We looked at each other in silence. We both nodded.

“When they come after you,” Lorraine said, “tell them to wait for me. I think so too.”

“Sure,” I said excitedly. “Look—that’s the very thing that’s been puzzling me all the time. I mean, why those three goons were so sure I’d put him ashore somewhere, without even knowing about the letter. It’s simply because he’d done it to ‘em once before.”

“Not so fast,” Bill cautioned. “Remember, this happened at least twenty miles offshore. And on his way out that day he stopped at a marine service station in Government Cut and gassed up. They were positive he didn’t have a dinghy. Sport fishermen seldom or never do, of course, so they’d have noticed if he had.”

“That doesn’t prove a thing,” I said, “except that we’re right. He wanted it known he didn’t have another boat with him. Somebody else took him off, and five will get you ten it was a girl named Paula Stafford. The Stream was flat; she could have come out from Fort Lauderdale in any kind of power cruiser, or even one of those big, fast outboard jobs. Finding him in the dark might be a tough job for a landlubber, unless he gave her a portable RDF and a signal from the
Princess Pat
to home on, but actually she wouldn’t have to do it in the dark. She could have been already out there before sundown, lying a mile or so away where she wouldn’t have any trouble picking up his lights. Or if there were no other boats around, she could have gone alongside before it got dark.”
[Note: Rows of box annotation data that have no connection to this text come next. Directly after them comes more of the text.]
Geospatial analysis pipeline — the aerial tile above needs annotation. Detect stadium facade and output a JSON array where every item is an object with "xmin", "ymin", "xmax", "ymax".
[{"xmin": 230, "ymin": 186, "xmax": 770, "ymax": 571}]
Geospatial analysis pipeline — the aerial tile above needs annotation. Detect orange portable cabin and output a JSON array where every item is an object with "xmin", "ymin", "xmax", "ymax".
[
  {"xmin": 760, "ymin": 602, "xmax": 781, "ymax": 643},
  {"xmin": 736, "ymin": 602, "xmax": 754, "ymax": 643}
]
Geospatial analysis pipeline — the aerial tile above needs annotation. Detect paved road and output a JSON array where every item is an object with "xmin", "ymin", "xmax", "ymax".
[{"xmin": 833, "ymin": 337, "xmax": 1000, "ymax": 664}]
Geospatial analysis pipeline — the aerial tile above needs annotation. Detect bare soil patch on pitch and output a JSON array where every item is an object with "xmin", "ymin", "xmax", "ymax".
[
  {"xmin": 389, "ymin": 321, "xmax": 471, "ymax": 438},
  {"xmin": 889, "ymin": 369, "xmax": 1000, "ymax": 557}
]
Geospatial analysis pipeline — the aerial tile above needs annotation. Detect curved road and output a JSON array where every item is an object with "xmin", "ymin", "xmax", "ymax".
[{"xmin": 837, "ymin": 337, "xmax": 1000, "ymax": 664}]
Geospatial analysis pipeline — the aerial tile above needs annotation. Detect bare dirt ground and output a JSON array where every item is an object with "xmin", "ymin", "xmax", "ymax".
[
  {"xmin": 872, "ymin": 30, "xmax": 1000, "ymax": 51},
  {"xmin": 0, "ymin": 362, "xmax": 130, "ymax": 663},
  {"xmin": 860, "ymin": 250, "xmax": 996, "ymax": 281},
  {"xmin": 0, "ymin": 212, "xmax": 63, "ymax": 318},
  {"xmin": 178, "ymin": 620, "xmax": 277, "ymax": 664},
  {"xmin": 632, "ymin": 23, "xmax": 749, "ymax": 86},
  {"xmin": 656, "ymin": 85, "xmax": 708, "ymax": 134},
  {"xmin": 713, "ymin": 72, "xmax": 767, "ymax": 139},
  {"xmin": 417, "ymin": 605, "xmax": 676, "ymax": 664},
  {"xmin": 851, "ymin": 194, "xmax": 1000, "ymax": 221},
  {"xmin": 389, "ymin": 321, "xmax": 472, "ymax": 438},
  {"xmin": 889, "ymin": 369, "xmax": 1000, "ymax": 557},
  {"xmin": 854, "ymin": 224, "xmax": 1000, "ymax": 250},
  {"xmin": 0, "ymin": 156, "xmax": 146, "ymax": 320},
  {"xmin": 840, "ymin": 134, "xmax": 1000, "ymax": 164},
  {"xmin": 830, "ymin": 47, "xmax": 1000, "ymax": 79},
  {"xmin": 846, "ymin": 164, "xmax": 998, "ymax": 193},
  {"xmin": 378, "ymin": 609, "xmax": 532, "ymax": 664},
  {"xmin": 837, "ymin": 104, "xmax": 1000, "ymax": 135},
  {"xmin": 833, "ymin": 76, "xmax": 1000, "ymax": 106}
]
“But neither the tanker nor the Coast Guard saw any other boat when they got there.”

“They wouldn’t,” I said. “Look. They took it for granted the explosion occurred while he was talking to them, because his radio went dead. Well, his radio went dead simply because he turned it off. Then he threw several gallons of gasoline around the cabin and cockpit, rigged a fuse of some kind that would take a few minutes to set it off, got in the other boat, and shoved. It would have taken the tanker possibly ten minutes to get there, even after they spotted the fire. So with a fast boat, Baxter was probably five to seven miles away and running without lights when it showed up, and by the time the Coast Guard arrived he was ashore having a drink in some cocktail lounge in Fort Lauderdale. It would be easy. That’s the reason I asked about the insurance. It would be so simple to fake that if he had a really big policy they probably wouldn’t pay off until after seven years, or whatever it is.”